Da che cosa nasce l’integrazione. Per fare gli italiani ci vuole amicizia
L’integrazione non funziona se non nasce l’amicizia. Nessun essere umano si inizia a riconoscere in una comunità o in un luogo diverso da quello in cui si è formato o ha vissuto senza che nel nuovo luogo nasca un’amicizia o un amore, una forma di fratellanza. Vale per chi si sposta da Roma a Milano, figurati per uno che si sposta da Aleppo a Torino o da La Paz a Bologna. Solo chi non ha letto nulla dei grandi filosofi o poeti sottostima la forza della parola amicizia, o sorride se la si usa a proposito di questioni sociali. Ma è l’amicizia, a sentire Platone, Cicerone Dante e anche il Vangelo, la forma d’amore più alta. E dunque la forza più imponente di cui disponiamo. Invece, ci affidiamo alla burocrazia e a qualche buon sentimento a costo zero.
Per poi rimanere impantanati e forse aggravare i problemi, come sta avvenendo in queste ore in Italia e in Europa. Una notte, un signore importante di Agadez la città che alle porte del Sahara è snodo per i migranti che provengono dall’Africa subsahariana ha dichiarato in tv: «Fermare questo flusso è come voler fermare i turisti a Venezia».
La metafora è agghiacciante. E dona l’idea della forza, economica e umana, del fenomeno. A tale forza nessuna è pari, né la burocrazia né la legge. Ma solo l’amore e l’amicizia oppure, come si vede tragicamente, la morte. Per essere realisti davvero, per smetterla di usare parole comode occorrerebbe parlare di amicizia con lo straniero che arriva, non sempre e solo di integrazione.
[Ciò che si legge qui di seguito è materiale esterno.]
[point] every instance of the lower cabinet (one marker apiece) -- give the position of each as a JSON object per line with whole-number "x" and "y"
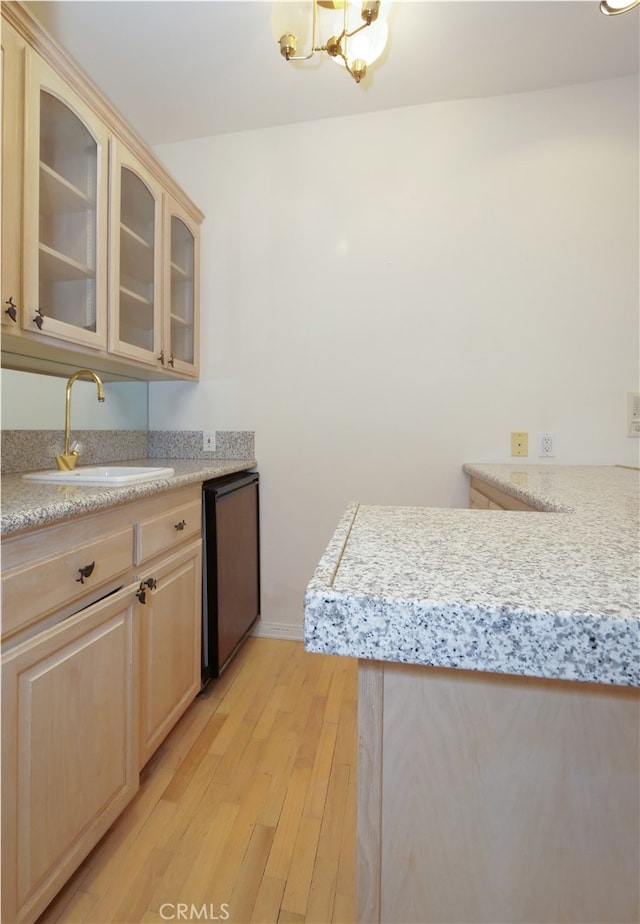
{"x": 170, "y": 628}
{"x": 69, "y": 748}
{"x": 92, "y": 680}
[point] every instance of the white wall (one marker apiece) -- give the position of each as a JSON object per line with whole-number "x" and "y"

La parola integrazione sa di meccanico, come se fosse un problema di dosaggio di elementi. Come dire: lasci un po’ del tuo vissuto, prendi un po’ del nostro, lasci un po’ della tua identità e te ne fai entrare un po’ della nostra. L’integrazione sarà figlia dell’amicizia o non sarà. Abbiamo visto come situazioni che sembravano essere incomunicabili come esempi di 'integrazione' in realtà sono stati nido della peggiore inimicizia. Nessuna legge che favorisca solo la cosiddetta integrazione può funzionare, se non favorisce anche e prima l’amicizia.
Ovviamente la legge non può far nascere amicizie, ma può non ostacolarle. Se tieni dei ragazzi di vent’anni (o anche meno) fermi per sei mesi o pure un anno in un posto a non fare nulla - così finora, e di fatto, le nostre norme fabbrica-irregolari prevedono per ragazzi che hanno l’età dei nostri figli, dunque bombe di vita - è chiaro che non favorisci le amicizie, figurati l’integrazione…
E infatti li vedi questi ragazzi, tranne in rari bellissimi casi, vagare o sostare a branchi, tendenzialmente isolati. L’amicizia non è ovviamente quella pantomima dei social come Facebook (furbi però, han capito che è una parola chiave in un’epoca di individualisti) e non è nemmeno un fatto privato e isolato. Vediamo troppo spesso relazioni che vengono chiamate amicizie ma che sono come delle isole o meglio trappole che generano solo deserto intorno. Le amicizie vere sono un fertilizzante sociale. Nulla oggi è urgente come la loro umana, realista forza. La domanda è urgente, personale. Da dove traiamo le energie per l’amicizia?